Trying to pump the swamp water on this trip taught me a similar lesson. Having the strongest and most expensive filter on the market does not mean I can go anywhere and get clean water. I have to know the conditions. The silty Cahooque Creek was a condition that I did not know. I learned a similar lesson.
Friday evening the sun went down at 6 p.m. I had nothing to do to occupy my time, so I went to bed at sunset. In the middle of the night I learned that my CPAP battery is only good for 9 hours. It expired at 3 a.m. In the future, I must remember to start sleeping about 10 p.m., so my CPAP will run until 7 a.m. For the rest of that night, I could not breathe correctly nor go to sleep.
Around midnight a heavy wind blew heavy rain past and under the large front porch awning and into the open side of 3 sided shelter. So, my down sleeping bag wet. Another source of discomfort.

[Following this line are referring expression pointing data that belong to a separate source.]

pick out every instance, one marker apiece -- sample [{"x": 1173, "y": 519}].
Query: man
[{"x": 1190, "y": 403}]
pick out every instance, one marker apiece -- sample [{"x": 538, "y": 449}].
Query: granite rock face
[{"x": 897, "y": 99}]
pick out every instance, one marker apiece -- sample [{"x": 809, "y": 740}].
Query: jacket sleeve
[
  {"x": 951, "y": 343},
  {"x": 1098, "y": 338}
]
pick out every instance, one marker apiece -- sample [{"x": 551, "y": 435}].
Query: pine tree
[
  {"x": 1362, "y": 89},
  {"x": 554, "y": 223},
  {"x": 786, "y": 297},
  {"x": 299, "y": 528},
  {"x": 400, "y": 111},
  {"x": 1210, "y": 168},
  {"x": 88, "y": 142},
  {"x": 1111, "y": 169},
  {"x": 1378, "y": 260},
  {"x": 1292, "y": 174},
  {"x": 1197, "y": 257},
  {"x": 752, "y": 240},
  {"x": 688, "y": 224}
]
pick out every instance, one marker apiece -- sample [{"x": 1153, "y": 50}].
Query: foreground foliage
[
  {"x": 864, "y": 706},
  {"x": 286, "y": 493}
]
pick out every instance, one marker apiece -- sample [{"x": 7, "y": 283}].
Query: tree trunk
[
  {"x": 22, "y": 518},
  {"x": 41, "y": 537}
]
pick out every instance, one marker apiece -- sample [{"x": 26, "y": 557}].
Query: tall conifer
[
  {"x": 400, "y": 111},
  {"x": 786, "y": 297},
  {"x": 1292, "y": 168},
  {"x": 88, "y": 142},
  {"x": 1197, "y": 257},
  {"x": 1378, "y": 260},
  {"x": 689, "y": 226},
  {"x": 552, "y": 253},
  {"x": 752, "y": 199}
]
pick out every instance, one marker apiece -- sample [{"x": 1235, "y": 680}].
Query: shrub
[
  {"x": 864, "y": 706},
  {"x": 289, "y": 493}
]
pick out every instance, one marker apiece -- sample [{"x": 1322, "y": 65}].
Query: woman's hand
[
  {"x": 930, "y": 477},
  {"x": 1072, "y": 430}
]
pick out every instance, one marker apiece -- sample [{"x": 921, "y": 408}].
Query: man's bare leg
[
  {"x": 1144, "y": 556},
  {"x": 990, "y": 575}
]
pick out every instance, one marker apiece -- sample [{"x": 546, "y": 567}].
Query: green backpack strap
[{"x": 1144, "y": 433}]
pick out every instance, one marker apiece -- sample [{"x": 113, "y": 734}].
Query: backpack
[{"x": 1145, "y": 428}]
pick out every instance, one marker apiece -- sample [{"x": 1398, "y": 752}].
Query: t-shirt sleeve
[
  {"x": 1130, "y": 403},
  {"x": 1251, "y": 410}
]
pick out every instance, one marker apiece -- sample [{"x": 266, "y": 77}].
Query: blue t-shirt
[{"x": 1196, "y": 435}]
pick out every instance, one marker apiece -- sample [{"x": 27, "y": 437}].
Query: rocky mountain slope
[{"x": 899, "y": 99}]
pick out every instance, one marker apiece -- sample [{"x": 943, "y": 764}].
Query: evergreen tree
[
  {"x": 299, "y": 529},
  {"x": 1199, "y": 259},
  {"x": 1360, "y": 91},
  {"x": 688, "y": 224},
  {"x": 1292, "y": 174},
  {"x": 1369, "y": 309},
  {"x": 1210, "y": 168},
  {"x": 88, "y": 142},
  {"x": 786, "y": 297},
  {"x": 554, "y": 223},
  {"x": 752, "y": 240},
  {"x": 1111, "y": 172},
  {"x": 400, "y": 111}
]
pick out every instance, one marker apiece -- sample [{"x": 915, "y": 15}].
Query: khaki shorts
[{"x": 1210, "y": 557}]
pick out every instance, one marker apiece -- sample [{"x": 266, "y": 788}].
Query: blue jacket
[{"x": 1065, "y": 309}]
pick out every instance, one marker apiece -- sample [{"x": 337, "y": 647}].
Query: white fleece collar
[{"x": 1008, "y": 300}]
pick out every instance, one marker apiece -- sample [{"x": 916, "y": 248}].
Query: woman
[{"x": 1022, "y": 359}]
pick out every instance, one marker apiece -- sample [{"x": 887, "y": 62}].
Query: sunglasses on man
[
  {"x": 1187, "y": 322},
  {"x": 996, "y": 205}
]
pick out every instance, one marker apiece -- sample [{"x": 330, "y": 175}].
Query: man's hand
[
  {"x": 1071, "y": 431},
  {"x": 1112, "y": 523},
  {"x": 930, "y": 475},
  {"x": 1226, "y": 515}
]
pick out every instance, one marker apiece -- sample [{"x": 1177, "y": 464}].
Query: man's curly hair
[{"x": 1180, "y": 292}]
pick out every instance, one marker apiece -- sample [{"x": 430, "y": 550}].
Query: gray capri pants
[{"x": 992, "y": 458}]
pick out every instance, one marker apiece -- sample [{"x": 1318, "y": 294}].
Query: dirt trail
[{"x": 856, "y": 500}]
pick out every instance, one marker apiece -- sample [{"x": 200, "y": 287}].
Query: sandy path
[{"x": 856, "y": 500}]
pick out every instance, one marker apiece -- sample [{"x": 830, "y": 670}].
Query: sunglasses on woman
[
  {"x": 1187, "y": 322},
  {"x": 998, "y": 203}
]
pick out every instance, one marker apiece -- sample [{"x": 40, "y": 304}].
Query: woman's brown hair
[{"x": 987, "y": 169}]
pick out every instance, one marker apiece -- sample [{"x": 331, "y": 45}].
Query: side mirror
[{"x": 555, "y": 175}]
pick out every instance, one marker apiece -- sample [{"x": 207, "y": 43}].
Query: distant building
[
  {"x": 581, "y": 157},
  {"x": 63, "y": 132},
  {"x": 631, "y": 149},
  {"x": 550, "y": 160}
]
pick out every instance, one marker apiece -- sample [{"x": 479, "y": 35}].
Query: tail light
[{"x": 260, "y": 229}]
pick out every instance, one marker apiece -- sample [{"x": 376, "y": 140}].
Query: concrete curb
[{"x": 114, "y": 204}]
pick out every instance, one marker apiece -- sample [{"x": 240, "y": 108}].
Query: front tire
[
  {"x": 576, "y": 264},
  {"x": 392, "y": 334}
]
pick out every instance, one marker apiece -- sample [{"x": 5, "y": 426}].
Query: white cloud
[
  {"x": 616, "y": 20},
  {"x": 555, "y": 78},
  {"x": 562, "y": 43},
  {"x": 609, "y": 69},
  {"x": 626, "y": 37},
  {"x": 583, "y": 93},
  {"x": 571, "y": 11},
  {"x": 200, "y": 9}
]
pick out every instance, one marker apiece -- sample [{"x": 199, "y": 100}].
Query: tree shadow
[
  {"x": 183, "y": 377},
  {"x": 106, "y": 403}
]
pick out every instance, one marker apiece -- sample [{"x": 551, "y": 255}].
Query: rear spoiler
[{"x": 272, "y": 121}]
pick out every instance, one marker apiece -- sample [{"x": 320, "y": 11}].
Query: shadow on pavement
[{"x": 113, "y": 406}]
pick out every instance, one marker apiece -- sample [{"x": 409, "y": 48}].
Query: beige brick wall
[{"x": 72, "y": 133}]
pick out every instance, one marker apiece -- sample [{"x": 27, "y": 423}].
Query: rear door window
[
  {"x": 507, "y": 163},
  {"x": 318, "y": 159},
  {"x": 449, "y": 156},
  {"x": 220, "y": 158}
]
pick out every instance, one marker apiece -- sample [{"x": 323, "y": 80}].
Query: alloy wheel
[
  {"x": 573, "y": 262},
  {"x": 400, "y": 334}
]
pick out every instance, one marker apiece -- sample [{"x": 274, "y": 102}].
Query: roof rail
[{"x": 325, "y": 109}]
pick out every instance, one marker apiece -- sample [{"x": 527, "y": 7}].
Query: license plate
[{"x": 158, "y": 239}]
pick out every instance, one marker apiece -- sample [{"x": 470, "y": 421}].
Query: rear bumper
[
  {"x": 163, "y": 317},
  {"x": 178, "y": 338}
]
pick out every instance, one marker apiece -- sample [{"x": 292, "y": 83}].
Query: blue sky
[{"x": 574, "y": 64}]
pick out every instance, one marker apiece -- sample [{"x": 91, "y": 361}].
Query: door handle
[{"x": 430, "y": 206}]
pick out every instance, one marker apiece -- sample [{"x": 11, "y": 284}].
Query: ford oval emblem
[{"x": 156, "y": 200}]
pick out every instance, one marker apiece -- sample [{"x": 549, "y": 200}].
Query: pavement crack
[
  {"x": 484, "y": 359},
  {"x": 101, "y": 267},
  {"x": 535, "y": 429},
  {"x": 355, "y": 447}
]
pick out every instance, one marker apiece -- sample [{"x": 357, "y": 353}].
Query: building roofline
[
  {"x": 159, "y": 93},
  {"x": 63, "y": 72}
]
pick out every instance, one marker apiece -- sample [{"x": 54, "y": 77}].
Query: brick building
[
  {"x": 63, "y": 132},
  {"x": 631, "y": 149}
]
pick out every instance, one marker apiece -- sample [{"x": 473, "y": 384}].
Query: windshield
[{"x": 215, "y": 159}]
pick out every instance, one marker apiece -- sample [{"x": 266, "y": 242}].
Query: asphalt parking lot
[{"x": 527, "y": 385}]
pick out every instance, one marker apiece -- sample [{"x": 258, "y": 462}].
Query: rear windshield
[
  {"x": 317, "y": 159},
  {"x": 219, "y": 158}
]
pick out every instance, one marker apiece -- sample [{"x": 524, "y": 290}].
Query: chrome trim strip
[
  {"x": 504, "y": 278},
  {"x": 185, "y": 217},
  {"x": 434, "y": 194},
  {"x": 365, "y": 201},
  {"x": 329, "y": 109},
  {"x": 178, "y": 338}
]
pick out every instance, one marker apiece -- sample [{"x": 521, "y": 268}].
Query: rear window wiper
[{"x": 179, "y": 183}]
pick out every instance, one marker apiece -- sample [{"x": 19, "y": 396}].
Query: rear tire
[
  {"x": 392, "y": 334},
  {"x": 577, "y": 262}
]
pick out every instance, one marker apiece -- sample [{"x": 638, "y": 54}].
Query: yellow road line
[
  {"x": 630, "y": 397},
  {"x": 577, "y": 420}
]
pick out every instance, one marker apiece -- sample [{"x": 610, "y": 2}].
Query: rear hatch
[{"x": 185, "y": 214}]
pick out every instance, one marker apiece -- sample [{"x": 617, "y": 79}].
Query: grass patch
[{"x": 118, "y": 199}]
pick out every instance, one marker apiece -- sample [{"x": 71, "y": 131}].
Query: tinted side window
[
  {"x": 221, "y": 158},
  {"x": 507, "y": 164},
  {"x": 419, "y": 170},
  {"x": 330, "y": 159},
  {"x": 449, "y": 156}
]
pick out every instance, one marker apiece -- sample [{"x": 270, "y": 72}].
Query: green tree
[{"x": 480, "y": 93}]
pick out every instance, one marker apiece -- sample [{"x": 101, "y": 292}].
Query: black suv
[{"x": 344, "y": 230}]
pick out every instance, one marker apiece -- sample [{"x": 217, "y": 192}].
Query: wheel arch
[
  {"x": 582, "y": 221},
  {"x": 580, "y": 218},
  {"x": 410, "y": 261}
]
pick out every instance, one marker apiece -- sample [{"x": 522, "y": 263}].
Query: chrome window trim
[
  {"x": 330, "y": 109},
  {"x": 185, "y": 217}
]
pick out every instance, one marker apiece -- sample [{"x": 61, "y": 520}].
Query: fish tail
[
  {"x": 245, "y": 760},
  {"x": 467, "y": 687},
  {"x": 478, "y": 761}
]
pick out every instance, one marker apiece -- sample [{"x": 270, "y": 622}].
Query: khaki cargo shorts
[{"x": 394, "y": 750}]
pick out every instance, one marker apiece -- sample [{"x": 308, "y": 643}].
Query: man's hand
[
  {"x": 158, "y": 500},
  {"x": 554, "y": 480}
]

The next headache was that sometime during the night my air mattress very slowly went flat. I blew it up again, and it lasted long enough for me to get to sleep. Then I woke up with it flat again. I had a patch kit with me, but the leak was so small and slow that I could not find it. I was left lying dead flat on a hard wood floor. This situation caused me huge back pain. Another source of discomfort for the rest of the night.
The final insult to my body was that my sinuses were stopped up. I had a bottle of Afrin nasal spray for that purpose. But after one squeeze, even with more liquid in the bottle, it went flat and refused to squirt any more. Sigh. Oh well. I just suffered another injustice for many dark hours.
In 60 years of camping and backpacking, I have never had any of these problems occur. Then, last Friday night, all 6 of them occurred at the same time.
Saturday morning the hike back to the parking lot took two hours, for 1.5 miles per hour. With a heavy backpack; and with the tiredness and soreness from the hike in Friday afternoon; this speed exceeded all my expectations. I felt like my hiking was painful and slow, but I was passing landmarks at a decent rate. I stopped to sit on every available log and stump, but the rest stops were not long enough to recuperate; and the little water I had left to drink was not enough to rehydrate Plus, it still tasted rotten.
When I was younger, I had been on other trips for 5 times more days, with heavier packs, for 10 times more miles; climbed up and down 12,000 foot mountains; and at a faster pace. But at the end of this trip, I was more tired and sore than ever before. Being 72 years old changes your body.
I believe that I am done with backpacking in swamps for the rest of my life. In the future, I want to backpack in the mountains; camp at the coast in the front country near my Jeep; and kayak camp on saltwater islands.